The stated answers are correct, but I'm just sharing one additional gotcha that was applicable to my case: in addition to using setProtocol/withProtocol, you may have some nasty jars that won't go away even if have the right jars plus an old one:

Remove

<dependency>
    <groupId>commons-httpclient</groupId>
    <artifactId>commons-httpclient</artifactId>
    <version>3.1</version>
</dependency>

Retain

<dependency>
    <groupId>org.apache.httpcomponents</groupId>
    <artifactId>httpclient</artifactId>
    <version>4.5.2</version>
</dependency>

<dependency>
    <groupId>org.apache.httpcomponents</groupId>
    <artifactId>httpcore</artifactId>
    <version>4.4.6</version>
</dependency>

Java is backward compatible, but most libraries are not. Each day that passes the more I wish shared libraries were outlawed with this lack of accountability.

Further info

java version "1.7.0_80"
Java(TM) SE Runtime Environment (build 1.7.0_80-b15)
Java HotSpot(TM) 64-Bit Server VM (build 24.80-b11, mixed mode)
2
votes

To force enable TLSv1.2 in JRE7u_80 I had to use following code snippet before creating JDBC connection.

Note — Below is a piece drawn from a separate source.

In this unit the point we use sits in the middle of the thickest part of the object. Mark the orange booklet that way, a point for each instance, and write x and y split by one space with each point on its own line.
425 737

import java.security.NoSuchAlgorithmException;
import java.security.Provider;
import javax.net.ssl.SSLContextSpi;
import sun.security.jca.GetInstance;
import sun.security.jca.ProviderList;
import sun.security.jca.Providers;

public static void enableTLSv12ForMssqlJdbc() throws NoSuchAlgorithmException
{
    ProviderList providerList = Providers.getProviderList();
    GetInstance.Instance instance = GetInstance.getInstance("SSLContext", SSLContextSpi.class, "TLS");
    for (Provider provider : providerList.providers())
    {
        if (provider == instance.provider)
        {
            provider.put("Alg.Alias.SSLContext.TLS", "TLSv1.2");
        }
    }
}

Able to connect to Windows 10 with SQL server 2017 & TLSv1.2 enabled OS.

0
votes

You should probably be looking to the configuration that controls the underlying platform TLS implementation via -Djdk.tls.client.protocols=TLSv1.2.

0
votes

I solved this issue by using

Service.setSslSecurityProtocol(SSLSecurityProtocol.TLSv1_2);
0
votes

I had similar issue when connecting to RDS Oracle even when client and server were both set to TLSv1.2 the certs was right and java was 1.8.0_141 So Finally I had to apply patch at Java Cryptography Extension (JCE) Unlimited Strength Jurisdiction Policy Files

After applying the patch the issue went away and connection went fine.